Kepler, profundamente influenciado por concepções místico-filosóficas, sobretudo de natureza cristã e platônica, identificou na teoria copernicana a intuição de verdades mais amplas do que a simples adoção do sistema heliocêntrico. Acreditou que o modelo de Copérnico seria um prenúncio de uma nova teoria, capaz de descrever matematicamente um Universo ordenado e harmonioso. Assim, baseado em inúmeros dados astronômicos coletados por Tycho Brahe, Kepler constatou que os dados referentes às órbitas planetárias se ajustavam a uma forma matemática elíptica.

Diferentemente dos movimentos circulares uniformes, não se podia atribuir às formas elípticas das orbitas idéia da naturalidade. Para explicar essa forma orbital, Kepler propôs que o Sol fosse uma fonte de movimento no Universo. Inspirado no trabalho de William Gilbert [15], que havia descoberto recentemente o magnetismo da Terra, Kepler estendeu essa propriedade a todos os astros e planetas e sugeriu que a força motora do Sol era um resultado da interação entre os magnetismos dos corpos envolvidos. Esta força motora seria a responsável pelas órbitas elípticas. Surgia assim a primeira idéia do Sistema Planetário como sistema autogovernado, sem necessidade de qualquer recurso a causas exteriores ao próprio sistema.

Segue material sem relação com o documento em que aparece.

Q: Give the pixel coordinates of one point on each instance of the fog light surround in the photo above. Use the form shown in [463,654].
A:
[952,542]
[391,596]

Com Kepler também surgiu pela primeira vez a idéia de uma força atrativa entre os corpos. No prefácio de seu livro Astronomia Nova, Kepler afirma que a teoria da gravidade deve se fundar sobre o axioma da atração mútua entre os corpos: por exemplo, a Terra atrai uma pedra tanto quanto essa pedra a atrai. Também a Terra e a Lua atraem-se mutuamente, de forma que uma outra ação é necessária para explicar o permanente afastamento entre elas. No entanto, para Kepler, a atração se dava apenas entre corpos que de alguma forma possuíssem certo "parentesco" (Kepler empregou o termo em latim "cognata"); essa "afinidade" existiria entre a Terra e a Lua, mas não, por exemplo, entre a Terra e os demais planetas. Podemos dizer que havia ainda no pensamento kepleriano um elemento aristotélico, manifesto, nesse caso, no papel físico, de certo modo determinante, atribuído às essências (naturezas) dos corpos (noção de afinidade ou parentesco). A atração concebida por Kepler não tinha, pois, o caráter universal que lhe atribuiria posteriormente a teoria newtoniana.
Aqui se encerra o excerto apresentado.